Designing 3D Models for Immersive VR mode

This document provides essential tips and best practices to ensure your 3D models deliver a compelling and comfortable VR experience. Following these guidelines will enhance immersion, reduce motion sickness, and optimize performance.

Rendering performance is a complex topic

In what follows, we provide general guidance and recommendations that can help set appropriate expectations for WebXR experiences running on Meta Quest headsets. But at the outset, it’s important to emphasize that these are recommendations and not guarantees. Rendering performance is a complex topic. Seemingly small, subtle differences can have a significant impact on the performance of your experience, so the only way to know for sure if these recommendations will apply to your experience is to test and measure the improvement.

Use complex materials judiciously

Popular 3D frameworks like ThreeJS and Babylon.js support PBR materials. GMetri uses ThreeJS under the hood. While these materials should be used judiciously, you can use these in your experience to great effect and still achieve good performance on Meta Quest hardware.

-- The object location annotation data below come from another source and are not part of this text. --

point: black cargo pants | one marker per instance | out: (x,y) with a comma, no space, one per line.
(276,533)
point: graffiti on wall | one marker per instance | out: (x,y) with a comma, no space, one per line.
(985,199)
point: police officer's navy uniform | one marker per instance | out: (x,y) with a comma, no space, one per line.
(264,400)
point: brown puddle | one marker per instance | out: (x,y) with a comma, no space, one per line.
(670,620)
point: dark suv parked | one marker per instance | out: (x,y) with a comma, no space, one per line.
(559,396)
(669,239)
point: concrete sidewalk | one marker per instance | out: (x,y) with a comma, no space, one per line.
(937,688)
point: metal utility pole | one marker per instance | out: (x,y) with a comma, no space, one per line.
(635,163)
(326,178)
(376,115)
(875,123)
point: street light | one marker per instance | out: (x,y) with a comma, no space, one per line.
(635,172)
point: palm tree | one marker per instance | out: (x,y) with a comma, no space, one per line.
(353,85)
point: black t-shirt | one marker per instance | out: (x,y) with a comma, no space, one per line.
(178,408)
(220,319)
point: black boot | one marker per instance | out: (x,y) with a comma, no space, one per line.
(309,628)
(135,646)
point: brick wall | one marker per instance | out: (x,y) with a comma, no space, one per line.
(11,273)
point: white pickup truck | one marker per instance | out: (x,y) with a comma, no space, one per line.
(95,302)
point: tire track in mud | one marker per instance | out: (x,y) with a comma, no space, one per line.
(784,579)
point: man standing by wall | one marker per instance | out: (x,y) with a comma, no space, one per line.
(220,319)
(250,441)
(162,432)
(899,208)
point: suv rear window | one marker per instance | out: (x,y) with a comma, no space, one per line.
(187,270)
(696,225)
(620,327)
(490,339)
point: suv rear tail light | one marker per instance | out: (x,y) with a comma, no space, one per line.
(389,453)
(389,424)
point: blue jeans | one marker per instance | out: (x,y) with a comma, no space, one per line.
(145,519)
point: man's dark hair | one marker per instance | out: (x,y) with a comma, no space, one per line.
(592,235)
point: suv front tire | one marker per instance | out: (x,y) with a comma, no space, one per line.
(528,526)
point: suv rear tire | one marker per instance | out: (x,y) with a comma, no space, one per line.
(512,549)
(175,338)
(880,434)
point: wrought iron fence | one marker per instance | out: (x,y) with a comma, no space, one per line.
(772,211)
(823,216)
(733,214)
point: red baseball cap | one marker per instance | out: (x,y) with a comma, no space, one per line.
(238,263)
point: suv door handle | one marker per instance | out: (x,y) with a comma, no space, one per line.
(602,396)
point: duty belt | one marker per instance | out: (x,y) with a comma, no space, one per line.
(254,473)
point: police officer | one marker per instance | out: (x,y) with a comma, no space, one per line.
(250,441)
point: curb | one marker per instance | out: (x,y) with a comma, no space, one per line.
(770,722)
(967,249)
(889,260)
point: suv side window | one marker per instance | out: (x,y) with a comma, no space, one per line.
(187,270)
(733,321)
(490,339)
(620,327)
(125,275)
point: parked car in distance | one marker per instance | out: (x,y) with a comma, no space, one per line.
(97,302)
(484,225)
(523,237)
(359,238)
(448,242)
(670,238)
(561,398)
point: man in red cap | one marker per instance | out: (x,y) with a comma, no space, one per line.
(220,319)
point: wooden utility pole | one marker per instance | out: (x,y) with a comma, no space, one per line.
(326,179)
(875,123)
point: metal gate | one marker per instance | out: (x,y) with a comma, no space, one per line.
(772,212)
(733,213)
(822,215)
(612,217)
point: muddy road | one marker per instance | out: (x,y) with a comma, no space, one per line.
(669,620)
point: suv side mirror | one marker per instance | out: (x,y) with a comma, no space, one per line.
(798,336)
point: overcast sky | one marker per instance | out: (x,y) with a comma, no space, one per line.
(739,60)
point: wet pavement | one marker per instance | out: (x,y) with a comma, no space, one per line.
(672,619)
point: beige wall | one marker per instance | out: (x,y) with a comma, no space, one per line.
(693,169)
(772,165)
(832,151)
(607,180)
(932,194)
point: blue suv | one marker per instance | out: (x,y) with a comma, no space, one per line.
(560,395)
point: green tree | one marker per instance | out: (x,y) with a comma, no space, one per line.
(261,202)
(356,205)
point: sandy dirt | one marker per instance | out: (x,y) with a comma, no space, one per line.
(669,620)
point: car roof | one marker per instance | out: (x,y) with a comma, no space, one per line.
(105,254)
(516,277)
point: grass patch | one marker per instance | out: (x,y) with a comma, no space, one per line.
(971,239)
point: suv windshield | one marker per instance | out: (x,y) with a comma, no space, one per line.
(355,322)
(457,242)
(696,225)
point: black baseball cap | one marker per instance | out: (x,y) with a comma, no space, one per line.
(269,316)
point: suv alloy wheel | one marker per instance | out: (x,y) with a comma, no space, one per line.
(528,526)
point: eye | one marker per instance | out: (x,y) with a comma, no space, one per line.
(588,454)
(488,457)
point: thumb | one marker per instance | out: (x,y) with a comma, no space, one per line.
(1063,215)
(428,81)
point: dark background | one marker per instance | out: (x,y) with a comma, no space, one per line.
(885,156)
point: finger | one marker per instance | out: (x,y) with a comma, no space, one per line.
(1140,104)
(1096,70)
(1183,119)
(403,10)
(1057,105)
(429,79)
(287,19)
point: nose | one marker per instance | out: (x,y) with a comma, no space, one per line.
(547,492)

As mentioned above, being careful with front-to-back is critical here. You probably can’t afford to render complex materials to every fragment multiple times per frame.

PBR materials support multiple texture maps, such as diffuse, normal, ambient occlusion, roughness, and so on. The more maps you use, and the higher resolution they are, the more work the GPU has to do. Texture bandwidth (the amount of texels the GPU has to read) can become a bottleneck. Experiment with dropping maps entirely or using lower-resolution maps for some or all of the material’s maps as a way to reduce the cost of these materials.

Compress your textures

KTX 2.0/Basis Universal is the recommended approach to texture compression for WebXR experiences on Meta Quest devices. While this may not result in file sizes that are as small as JPEG or PNG, the in-memory size of the texture will be smaller and the GPU can access these textures more efficiently which will decrease the texture bandwidth of your scene.

Here are a few resources to help you get started on compressing your textures

• Use https://gltf.report/ to visualize how much VRAM will be consumed by rendering your 3D model. You want to keep this as low as possible < 10-20MBs

• https://gltf.report/ also provides a scripting toolkit that uses gltf-transform internally and can optimize your 3D models.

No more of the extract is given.